I have a current subscription to Carrot, but I won’t be renewing. It’s super flexible, but I find it confusing and far too complicated to use. And the last thing I want to do is spend fiddling with the crazy number of options it offers.
So, may answer to the poll was Apple Weather. In reality, I also supplement it with the lovely and satisfying Weather Strip.
I use weather several times daily and agree with Simon:
I don’t know why Apple can’t seem to get this right, but the often absent or slow-loading map sections or missing radar precipitation data from one segment of the map are a PITA.
I don’t use Apple’s Weather app. I dont’ find it very useful for the reasons already mentioned in the comments.
The only dedicated weather app I use is RadarScope on both my iPhone/iPad and my Macs.
For all other weather information, I use the NOAA/National Weather Service and several 3rd party web sites that present the NOAA data in formats to my liking. Here is a link to my own collection of weather sites that I use regularly.
Note: I am a retired Meteorologist/Atmospheric Scientist that worked for almost four decades in both weather research and weather forecasting so my needs are probably not typical of most users.
I almost never look at Apple’s Weather app. I use the New Zealand MetService app, and occasionally AccuWeather (which I find more detailed, but less accurate).
I’m also a big CARROT fan. One of the great things about CARROT is that you can choose different weather sources (with the Premium and Ultra subscription plans). With all of the extreme weather and air quality issues we’ve had over the past few months, I find the app invaluable.
The Weather.app gives slightly different results on my iPhone versus either of my iPads, MBA. I have found he iPhone data to be much less accurate. Therefore, I do not use it.
I use Weather.app on my iPad & MBA and myRadar.app when Weather.app open has difficulty displaying current radar.

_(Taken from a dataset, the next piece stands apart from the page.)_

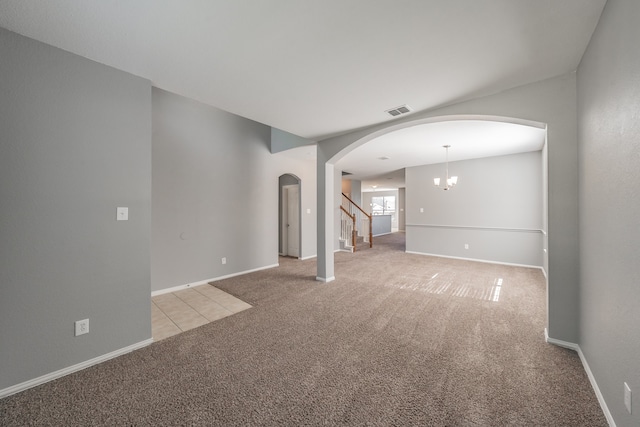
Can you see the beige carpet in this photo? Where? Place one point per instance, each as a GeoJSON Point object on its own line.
{"type": "Point", "coordinates": [396, 340]}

I use Weatherbug as an alternative at the moment, but often switch around among the free apps. Weather Channel’s app just got to get way to intrusive with the ads, it was my goto weather app for a long time, but I dropped it last year.
I always turn to Apple’s Weather first–I like the interface, and no ads. Also, the alerts help, even if they aren’t always accurate (expect rain in 15 minutes–and 15 minutes later, it’s sunny and not a cloud in the sky…), but I also will open Yahoo Weather, because it sometimes seems more accurate, but that isn’t a daily thing, unless the weather is changeable or I don’t trust what I’m seeing on Apple Weather. I deliver mail, so I use weather a lot. :-)
For current and short term (an hour or so in the future) forecasts, I use Weather on my iPhone. Only slightly more often than I use a link to the US Weather Service’s 5-day point for where I live on my Mac.
I would like to vote for BOTH Apple’s Weather app and a third party app (WeatherNetwork).
I like Apple’s app for a quick glance at the forecast and for the fact that it tracks the actual amount of precipitation today.
But the Weather Network app’s Radar view is far superior. Plus it has a summary for Afternoon, Evening, Night and Morning to come. That’s a better level of detail than checking each of the next 24 hours.
Just to add to my answer above, when it comes to third party weather apps, I won’t use an app that has a bad tracking/privacy policy, particularly because for a weather app, allowing location access is important for an accurate forecast and for notifications of severe weather events. The right to follow my location for me requires a strict policy of not capturing that data and linking it to me. So, the wundergrounds and weather bugs and weather channels as apps on a device that is always on and always with me - they are just not for me.